Outlier detection tool utilizing FreeSurfer segmentation statistics, built using https://plotly.com/dash . However, it can be used for any table that has properties on the first row and subject ids on the first column. Potential applications include TBSS roi statistics, and group-level statistics generated by mriqc.

Citation

If the package is useful in your research, please cite as below:

Billah, Tashrif; Bouix, Sylvain; FreeSurfer outlier analysis tool, https://github.com/pnlbwh/freesurfer-analysis, 2020, DOI: 10.5281/zenodo.3762476

Installation

Clone the repository:

git clone https://github.com/pnlbwh/freesurfer-analysis.git

On Python 3, installation of dependencies can be as simple as:

pip install -r requirements.txt

Input preparation

Generate input table from FreeSurfer statistics:

FreeSurfer installation comes with asegstats2table & aparcstats2table scripts that can combine subject level freesurfer/stats/*stats files in to a combined tsv/csv file. However, the scripts require all subject freesurfer/ to be in one directory. This requirement cannot be met when data are organized according BIDS format. In the latter, subject freesurfer/ will be in sub-*/ses-*/anat/freesurfer/ like directories.
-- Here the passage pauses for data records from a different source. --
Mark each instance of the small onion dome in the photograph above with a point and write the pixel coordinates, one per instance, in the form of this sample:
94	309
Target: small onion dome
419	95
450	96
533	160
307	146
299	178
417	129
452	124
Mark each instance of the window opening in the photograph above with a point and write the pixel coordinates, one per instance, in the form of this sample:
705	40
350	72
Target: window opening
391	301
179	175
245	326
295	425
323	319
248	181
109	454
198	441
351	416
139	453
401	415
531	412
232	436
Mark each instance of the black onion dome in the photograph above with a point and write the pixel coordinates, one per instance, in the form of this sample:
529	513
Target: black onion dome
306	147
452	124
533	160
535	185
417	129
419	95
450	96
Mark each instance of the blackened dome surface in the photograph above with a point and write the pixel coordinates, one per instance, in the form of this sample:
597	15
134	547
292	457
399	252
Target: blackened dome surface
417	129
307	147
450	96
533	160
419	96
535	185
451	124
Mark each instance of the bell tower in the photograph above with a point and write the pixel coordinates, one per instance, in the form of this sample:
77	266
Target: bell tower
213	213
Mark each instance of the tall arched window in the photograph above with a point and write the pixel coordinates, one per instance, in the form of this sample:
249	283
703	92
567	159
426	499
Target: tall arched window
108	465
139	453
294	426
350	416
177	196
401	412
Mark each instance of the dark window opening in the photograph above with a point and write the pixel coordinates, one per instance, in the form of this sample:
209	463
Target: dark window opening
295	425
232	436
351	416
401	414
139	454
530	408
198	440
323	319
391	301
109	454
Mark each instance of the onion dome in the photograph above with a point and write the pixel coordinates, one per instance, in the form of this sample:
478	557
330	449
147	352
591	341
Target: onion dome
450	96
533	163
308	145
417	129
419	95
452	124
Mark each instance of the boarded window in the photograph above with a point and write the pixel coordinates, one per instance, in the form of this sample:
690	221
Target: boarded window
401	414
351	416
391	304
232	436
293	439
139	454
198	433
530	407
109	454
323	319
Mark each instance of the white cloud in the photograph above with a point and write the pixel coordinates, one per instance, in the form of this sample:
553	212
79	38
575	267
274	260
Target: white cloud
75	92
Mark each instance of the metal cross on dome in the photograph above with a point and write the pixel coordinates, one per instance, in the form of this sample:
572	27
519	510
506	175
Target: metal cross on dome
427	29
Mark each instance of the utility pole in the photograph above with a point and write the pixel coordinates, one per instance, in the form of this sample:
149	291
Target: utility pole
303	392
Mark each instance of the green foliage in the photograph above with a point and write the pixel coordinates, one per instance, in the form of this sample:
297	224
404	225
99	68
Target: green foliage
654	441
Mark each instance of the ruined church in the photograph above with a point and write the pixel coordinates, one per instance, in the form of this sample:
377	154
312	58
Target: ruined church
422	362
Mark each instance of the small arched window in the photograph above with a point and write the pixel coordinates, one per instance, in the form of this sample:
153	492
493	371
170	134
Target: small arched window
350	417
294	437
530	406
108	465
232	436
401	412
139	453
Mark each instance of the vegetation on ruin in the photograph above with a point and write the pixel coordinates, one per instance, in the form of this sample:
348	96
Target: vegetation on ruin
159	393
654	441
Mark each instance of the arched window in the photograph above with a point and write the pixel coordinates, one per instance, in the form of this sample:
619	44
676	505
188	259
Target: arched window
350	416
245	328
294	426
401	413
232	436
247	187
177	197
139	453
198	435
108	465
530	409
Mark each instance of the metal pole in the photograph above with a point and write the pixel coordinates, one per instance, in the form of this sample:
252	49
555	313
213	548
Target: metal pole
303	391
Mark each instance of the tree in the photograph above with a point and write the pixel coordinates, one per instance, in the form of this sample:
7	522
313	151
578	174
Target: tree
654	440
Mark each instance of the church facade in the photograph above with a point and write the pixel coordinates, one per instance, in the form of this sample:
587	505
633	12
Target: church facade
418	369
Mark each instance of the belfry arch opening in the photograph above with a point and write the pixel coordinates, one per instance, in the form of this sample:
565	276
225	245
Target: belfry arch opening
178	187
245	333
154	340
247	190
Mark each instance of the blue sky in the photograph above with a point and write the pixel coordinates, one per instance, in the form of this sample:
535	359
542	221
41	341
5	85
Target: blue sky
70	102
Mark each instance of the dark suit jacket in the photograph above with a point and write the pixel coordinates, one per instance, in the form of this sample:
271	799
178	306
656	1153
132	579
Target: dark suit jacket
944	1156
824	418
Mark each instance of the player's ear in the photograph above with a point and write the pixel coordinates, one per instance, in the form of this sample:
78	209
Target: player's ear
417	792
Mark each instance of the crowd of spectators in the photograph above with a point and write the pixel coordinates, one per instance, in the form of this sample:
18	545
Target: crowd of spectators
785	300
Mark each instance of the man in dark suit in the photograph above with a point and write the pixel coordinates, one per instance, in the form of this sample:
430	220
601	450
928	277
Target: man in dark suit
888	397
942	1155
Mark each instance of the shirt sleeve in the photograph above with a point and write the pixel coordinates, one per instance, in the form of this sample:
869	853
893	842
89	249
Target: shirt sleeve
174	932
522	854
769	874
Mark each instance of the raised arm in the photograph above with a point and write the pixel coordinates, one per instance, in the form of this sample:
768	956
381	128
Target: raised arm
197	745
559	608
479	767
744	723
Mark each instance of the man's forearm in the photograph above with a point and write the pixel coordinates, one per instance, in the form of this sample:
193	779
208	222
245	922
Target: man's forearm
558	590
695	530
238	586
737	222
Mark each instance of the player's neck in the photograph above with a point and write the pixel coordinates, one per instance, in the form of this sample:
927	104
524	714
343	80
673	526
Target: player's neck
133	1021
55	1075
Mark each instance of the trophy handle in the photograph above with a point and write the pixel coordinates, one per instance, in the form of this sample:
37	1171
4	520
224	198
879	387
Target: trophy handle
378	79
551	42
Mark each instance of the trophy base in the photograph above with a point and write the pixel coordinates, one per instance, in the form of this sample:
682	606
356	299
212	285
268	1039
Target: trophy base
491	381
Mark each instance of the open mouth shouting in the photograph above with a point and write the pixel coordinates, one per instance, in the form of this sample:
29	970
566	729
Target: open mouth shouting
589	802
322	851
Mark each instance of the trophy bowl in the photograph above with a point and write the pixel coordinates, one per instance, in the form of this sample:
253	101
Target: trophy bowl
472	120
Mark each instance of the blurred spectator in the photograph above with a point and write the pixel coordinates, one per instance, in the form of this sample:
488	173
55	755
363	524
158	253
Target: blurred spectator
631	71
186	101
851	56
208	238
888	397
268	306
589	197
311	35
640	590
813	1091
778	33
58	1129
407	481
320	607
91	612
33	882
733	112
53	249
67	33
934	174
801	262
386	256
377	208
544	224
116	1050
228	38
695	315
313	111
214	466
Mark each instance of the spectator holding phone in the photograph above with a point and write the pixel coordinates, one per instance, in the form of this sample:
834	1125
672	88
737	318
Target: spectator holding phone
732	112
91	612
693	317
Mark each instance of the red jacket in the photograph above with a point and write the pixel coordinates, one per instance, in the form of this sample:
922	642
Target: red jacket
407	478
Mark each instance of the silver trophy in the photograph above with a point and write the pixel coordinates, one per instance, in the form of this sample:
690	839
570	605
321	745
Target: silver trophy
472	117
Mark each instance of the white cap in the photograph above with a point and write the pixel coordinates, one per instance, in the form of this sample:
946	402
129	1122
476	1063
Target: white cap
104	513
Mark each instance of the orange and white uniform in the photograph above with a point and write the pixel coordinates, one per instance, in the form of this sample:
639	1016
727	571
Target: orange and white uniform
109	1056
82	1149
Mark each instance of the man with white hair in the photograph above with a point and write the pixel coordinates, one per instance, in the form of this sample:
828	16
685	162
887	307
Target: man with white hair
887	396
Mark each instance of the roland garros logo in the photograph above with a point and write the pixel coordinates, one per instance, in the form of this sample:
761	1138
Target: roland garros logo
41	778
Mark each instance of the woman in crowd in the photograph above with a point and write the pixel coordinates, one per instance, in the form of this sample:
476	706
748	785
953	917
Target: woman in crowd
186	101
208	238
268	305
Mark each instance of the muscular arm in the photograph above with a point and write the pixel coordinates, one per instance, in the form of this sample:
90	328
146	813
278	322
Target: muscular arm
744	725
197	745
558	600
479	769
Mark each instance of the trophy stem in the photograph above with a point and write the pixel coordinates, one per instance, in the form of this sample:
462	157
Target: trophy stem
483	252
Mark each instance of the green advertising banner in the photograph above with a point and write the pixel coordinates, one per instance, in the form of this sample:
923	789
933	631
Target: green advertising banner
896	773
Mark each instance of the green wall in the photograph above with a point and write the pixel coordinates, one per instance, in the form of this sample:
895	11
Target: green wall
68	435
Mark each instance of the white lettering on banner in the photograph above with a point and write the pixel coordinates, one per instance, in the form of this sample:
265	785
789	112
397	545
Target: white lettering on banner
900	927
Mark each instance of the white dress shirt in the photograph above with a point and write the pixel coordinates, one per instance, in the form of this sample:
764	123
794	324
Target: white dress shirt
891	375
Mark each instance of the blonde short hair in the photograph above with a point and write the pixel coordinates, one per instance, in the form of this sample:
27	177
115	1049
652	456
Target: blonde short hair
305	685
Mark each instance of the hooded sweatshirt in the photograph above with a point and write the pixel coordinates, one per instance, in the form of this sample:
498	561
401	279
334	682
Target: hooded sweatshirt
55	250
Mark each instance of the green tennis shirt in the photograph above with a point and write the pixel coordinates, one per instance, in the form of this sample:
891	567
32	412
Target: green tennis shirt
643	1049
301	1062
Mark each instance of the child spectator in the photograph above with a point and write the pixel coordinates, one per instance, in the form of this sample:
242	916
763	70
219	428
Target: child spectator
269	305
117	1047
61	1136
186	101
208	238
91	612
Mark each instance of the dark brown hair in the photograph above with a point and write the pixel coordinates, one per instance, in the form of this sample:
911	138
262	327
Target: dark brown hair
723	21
For the scripts to work with BIDS data, one must generate symbolic links to all subject freesurfer/ in one directory. To faciliate this hack, we wrote a script scripts\stats2table.py that will--

read BIDS organized freesurfer/ outputs
create symbolic links in a temporary directory
generate the combined aseg and aparc files

python scripts\stats2table.py -c path\to\caselist.txt -t "path\to\sub-*\anat\freesurfer" -o \tmp\fs-stats

GUI

Graphical user interface

All users can access the web application at https://pnlservers.bwh.harvard.edu/dash/ . The web application will write outputs to a directory of your choice in the PNL file system--/rfanfs/pnl-zorro/ or /data/pnl/. You do not need VPN or SSH to access the web application. However, you need a username and password which can be obtained by emailing {tbillah,sylvain}@bwh.harvard.edu

Alternatively, you can launch the web application at your lab as follows:

export DASH_DEBUG=False
export PORT=8050
export DASH_URL_BASE_PATHNAME=/dash/
export INIT_DIR=/data/pnl/
export FREESURFER_HOME=/data/pnl/soft/pnlpipe3/freesurfer/

python scripts/app.py
firefox http://localhost:${PORT}/${DASH_URL_BASE_PATHNAME}

The app will show items of ${INIT_DIR} in From PNL server input sections
The default app URL is http://localhost:8050

Follow the direction in the webpage to be able to run the tool:

After analyzing your input, a result section should appear that you can browse through:

NOTE Browser back and refresh buttons won't work. Please use the hyperlinks in the page for navigation.

Interpret results

Most results should be self explanatory except the effect of demographics. Outliers are corrected considering the effect of demographic information only if you provide inputs in the Demographics section. Please see below for direction about interpreting effect of demographics.

Graph interpretation

inliers and outliers

For the uncorrected case, inliers and outliers were decided upon comparing standard scores of measures (i.e. volumes) against acceptable extent (i.e 2 STD). For the demographics corrected case, modified standard scores are computed based on the residuals-- (GLM predicted - given)^2. To allow visualization of outlier<-->inlier transition, the data are displayed with given measures (not the residuals) on the Y axis but changing their color according to modified standard scores. The label of each point, displayed upon hovering cursor, shows both standard scores to give the user a comprehensive idea. Graphs with residuals on the Y axis and modified standard scores can be found in another port-- http://localhost:8051 .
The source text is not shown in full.